Confronted with any correlation between two factors, the first thing one asks is whether there is a third factor that influences both. For instance there is a high correlation between ice cream sales and drownings. But we reject the idea of ice cream causing drowning because of a more likely third variable: the outside temperature. Warmer weather brings with it more ice cream sales and more people swimming.
As statisticians, part of our job is to look for these other factors (like the temperature) that may also be related to the correlation. In the case of Nobel Prizes, we also want to control for factors like income, access to education, healthcare, research oriented jobs and money, etc. We might even want to consider the Nobel Prize panel and their perception of each country.
We would also want to look within each country to see if these relationships exist. Are the Swedish Nobel Laureates even eating chocolate? What if they are eating significantly less chocolate than others in their country? This is a kind of hierarchical or multi-level mixed model.

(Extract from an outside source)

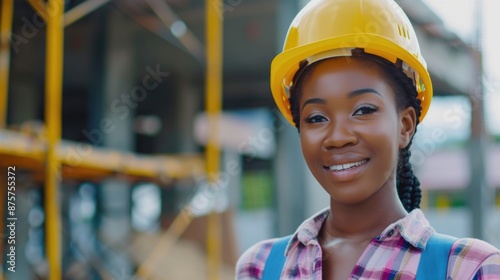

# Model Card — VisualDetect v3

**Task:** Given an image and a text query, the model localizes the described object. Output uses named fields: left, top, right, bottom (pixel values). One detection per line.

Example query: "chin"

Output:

Sophisticated statistics can help explain spurious correlations, but in the end we will never be certain that we have controlled for the right factors with the right model. There may always be some unknown factor we missed. This kind of uncertainty was leveraged by the tobacco companies for years. Yes, they would admit there is a correlation between smoking and lung cancer, but they argued there are many other potential factors that could be causing the cancer. Smokers tend to drink more alcohol and coffee, and exercise less. They may even have different genetic or psychological tendencies.
The best way to test for causation is with a randomized experimental design. You see these in medicine all the time. Take a group of people, randomly divide them into 2 subgroups. Give one group a drug (test), and the other a placebo (control). Then see if the drug brings about a change in the test group relative to the control group. The random assignment of people into two groups takes care of controlling for other factors. At least, it probably does so. There is always a chance that we just happened to create the two groups along some relevant factor. So we can repeat the study multiple times and see if the results are replicated.
In the case of chocolate, we would divide each person into one of two groups at birth. One of them we would force to eat chocolate, while the other would be prohibited. Then we would see how many from each group become Nobel Laureates. Unfortunately, there are not that many Nobel Laureates. So we would be comparing some very small percentages. I’m afraid at the end of this costly and ethically problematic study, we would still question the results. The small sample of Nobel prizes makes it a bad target variable. The chart above shows that we are talking about 30 Nobel Laureates (at the high end) per 10 million, so .0003%. When we start comparing numbers this small, I think most of statisticians get squeamish. A better test might be to look at something like IQ level rather than Nobel Laureates.
Ironically, another statistician did look at the relationship between chocolate consumption and IQ, using the same 23 countries (except Japan whose data could not be obtained) and this produced a much lower correlation.
This still does not control for other 3rd factors like education and research money. Nor does it look within country to see if Swedes with higher IQs are eating more chocolate. I’m guessing by the time we include those control variables in a multi-level model my chances of boosting my IQ or winning a Nobel Laureate aren’t much better as a result of my chocolate fetish. I’m OK with that. Valentine’s day is just a day away, and I’ll gladly eat dark chocolate, even if I’m not any smarter because of it.